Israël normalise dans les pays occidentaux l’usage de technologies envahissantes et oppressives dont les Palestiniens sont les victimes depuis des dizaines d’années
Une femme utilise son iPhone devant le bâtiment de la société israélienne NSO à Herzliya (Israël) en 2016 (AFP)

Les armes de l’ère numérique développées par Israël pour opprimer les Palestiniens sont rapidement réutilisées dans le cadre d’applications beaucoup plus larges, et ce contre les populations occidentales qui considèrent pourtant leurs libertés comme acquises.

Si le statut de « start-up nation » a été octroyé à Israël il y a plusieurs dizaines d’années, sa réputation dans le domaine de l’innovation de haute technologie a toujours reposé sur un côté obscur, qu’il est de plus en plus difficile d’occulter.

Les territoires palestiniens occupés ont servi de banc d’essai en vue de mettre au point non seulement de nouveaux systèmes d’armes conventionnelles, mais également de nouveaux outils de surveillance et de contrôle de masse

Il y a quelques années, l’analyste israélien Jeff Halper avertissait qu’Israël avait joué un rôle central sur la scène internationale dans la fusion des nouvelles technologies numériques et de l’industrie de la sécurité intérieure. Le danger était selon lui que nous allions tous devenir progressivement des Palestiniens.

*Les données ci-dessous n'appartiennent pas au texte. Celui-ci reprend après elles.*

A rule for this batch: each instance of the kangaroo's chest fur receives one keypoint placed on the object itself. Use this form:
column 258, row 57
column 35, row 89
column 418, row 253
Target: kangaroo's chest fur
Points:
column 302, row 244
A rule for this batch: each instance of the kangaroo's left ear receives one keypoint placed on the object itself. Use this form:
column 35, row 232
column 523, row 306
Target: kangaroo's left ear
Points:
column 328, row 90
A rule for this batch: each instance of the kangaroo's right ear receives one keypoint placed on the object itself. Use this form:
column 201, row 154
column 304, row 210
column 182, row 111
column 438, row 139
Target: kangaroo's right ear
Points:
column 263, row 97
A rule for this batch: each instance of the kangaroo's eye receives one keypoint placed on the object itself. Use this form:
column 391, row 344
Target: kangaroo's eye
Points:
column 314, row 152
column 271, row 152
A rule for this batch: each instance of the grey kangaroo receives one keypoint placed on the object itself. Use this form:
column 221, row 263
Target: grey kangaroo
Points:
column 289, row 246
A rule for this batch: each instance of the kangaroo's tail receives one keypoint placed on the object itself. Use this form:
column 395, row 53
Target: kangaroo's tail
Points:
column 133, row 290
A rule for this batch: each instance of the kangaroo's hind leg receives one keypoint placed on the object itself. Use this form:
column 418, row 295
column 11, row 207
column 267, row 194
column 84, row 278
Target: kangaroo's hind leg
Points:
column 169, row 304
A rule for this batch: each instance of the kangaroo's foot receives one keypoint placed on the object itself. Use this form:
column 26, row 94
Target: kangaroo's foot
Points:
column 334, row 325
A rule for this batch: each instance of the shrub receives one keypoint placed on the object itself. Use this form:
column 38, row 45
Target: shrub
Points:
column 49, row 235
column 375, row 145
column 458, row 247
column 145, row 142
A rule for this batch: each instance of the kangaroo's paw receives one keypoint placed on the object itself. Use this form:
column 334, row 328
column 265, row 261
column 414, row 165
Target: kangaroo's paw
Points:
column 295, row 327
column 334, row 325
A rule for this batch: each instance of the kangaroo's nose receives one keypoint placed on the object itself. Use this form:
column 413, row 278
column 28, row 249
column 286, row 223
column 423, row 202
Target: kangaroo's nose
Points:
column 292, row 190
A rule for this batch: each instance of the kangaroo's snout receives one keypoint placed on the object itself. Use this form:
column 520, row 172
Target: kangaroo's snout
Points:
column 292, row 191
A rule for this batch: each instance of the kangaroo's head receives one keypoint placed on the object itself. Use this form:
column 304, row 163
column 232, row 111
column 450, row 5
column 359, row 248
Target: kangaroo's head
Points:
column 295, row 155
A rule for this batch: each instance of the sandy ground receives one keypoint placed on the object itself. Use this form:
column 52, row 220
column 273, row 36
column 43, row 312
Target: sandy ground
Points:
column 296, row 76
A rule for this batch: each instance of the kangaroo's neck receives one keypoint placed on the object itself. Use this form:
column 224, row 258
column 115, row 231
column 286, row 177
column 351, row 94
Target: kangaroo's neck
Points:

Israël, notait-il, a effectivement traité les millions de Palestiniens soumis à son régime militaire comme des cobayes dans des laboratoires à ciel ouvert – et ce, sans rendre de comptes. Les territoires palestiniens occupés ont servi de banc d’essai en vue de mettre au point non seulement de nouveaux systèmes d’armes conventionnelles, mais également de nouveaux outils de surveillance et de contrôle de masse.

Comme l’a récemment observé un journaliste de Haaretz, l’opération de surveillance menée par Israël contre les Palestiniens compte « parmi les plus vastes de ce type au monde. Elle inclut la surveillance des médias, des réseaux sociaux et de la population dans son ensemble ».

Big Brother fait du commerce

Toutefois, ce qui a commencé dans les territoires occupés ne devait jamais se limiter à la Cisjordanie, Jérusalem-Est et Gaza. Il y avait tout simplement trop d’argent et d’influence à gagner en commercialisant ces nouvelles formes hybrides de technologie numérique offensive.

Aussi petit soit-il, Israël est depuis longtemps un leader mondial sur le marché extrêmement lucratif de l’armement, vendant à des régimes autoritaires ses systèmes d’armes « testés sur le champ de bataille », c’est-à-dire sur les Palestiniens.

Or, ce commerce de matériel militaire est de plus en plus éclipsé par le marché des logiciels belligérants, c’est-à-dire des outils servant à livrer des cyberguerres.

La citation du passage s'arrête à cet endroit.